また、認定要件を満たすために事業者によって設置される緑は、その後、土地所有者の方に適切に管理していただくことで、本来の機能を発揮することができるものであると思われます。ぜひ、当該条例を適切に運用することで、都市的土地利用と緑の保全の両立を実現していただきたく思います。
では、次の質問に移ります。
大きな7は、農地の保全と農業の振興についてであります。
毎年8月1日を基準日として行われる平成30年の農地基本台帳整備に係る調査の結果によると、市内の農地は423.2ヘクタールで、この50年でおよそ5分の1まで減少し、現在の内訳としては、市街化区域内農地が263.7ヘクタールで、市街化調整区域内農地は159.5ヘクタールとのことであります。
御案内のとおり、市内の農地の多くは市街化区域内にあり、当然、市街化区域はおおむね10年以内に優先的かつ計画的に市街化を図るべき区域であることから、減少の一途をたどっております。
一方で、市街化調整区域内農地は、原則転用が可能となる第2種及び第3種農地が大部分を占め、東京に接していることや東西南北に主要幹線道路が通る恵まれた立地条件であることなどにより、資材置き場や駐車場等への転用が進むなど、減少は避けられない状況にあります。

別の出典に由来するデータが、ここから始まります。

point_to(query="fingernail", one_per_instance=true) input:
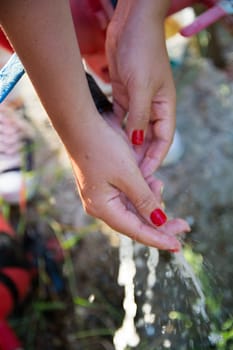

こうした中、平成27年に都市農業振興基本法が制定され、都市農地が「宅地化すべきもの」から都市に「あるべきもの」と位置付けられたことや、昨年には都市農地の貸借の円滑化に関する法律が制定され、都市農地・農業を取り巻く環境は大転換されました。
一方、本市においては、農家経済の活性化や農地利用の選択肢の拡大を図るため、市街化調整区域内の地区を限定し、農業振興に資する施設の設置を可能とする制度を導入するなど、全国的にも先駆けた取り組みが進められております。
都市農地・農業のあり方が見直されたことから、いま一度都市と共存する農地と農業の重要性を再認識し、施策を講じていかなければならないものと考えているところであります。

昨年、川口市農業基本計画にサブタイトルが付き、川口市都市農業振興計画として改訂されたところですが、市内の農地を保全し、農業振興策を推進するための農業行政のあり方について、基本的な考え方をお伺いします。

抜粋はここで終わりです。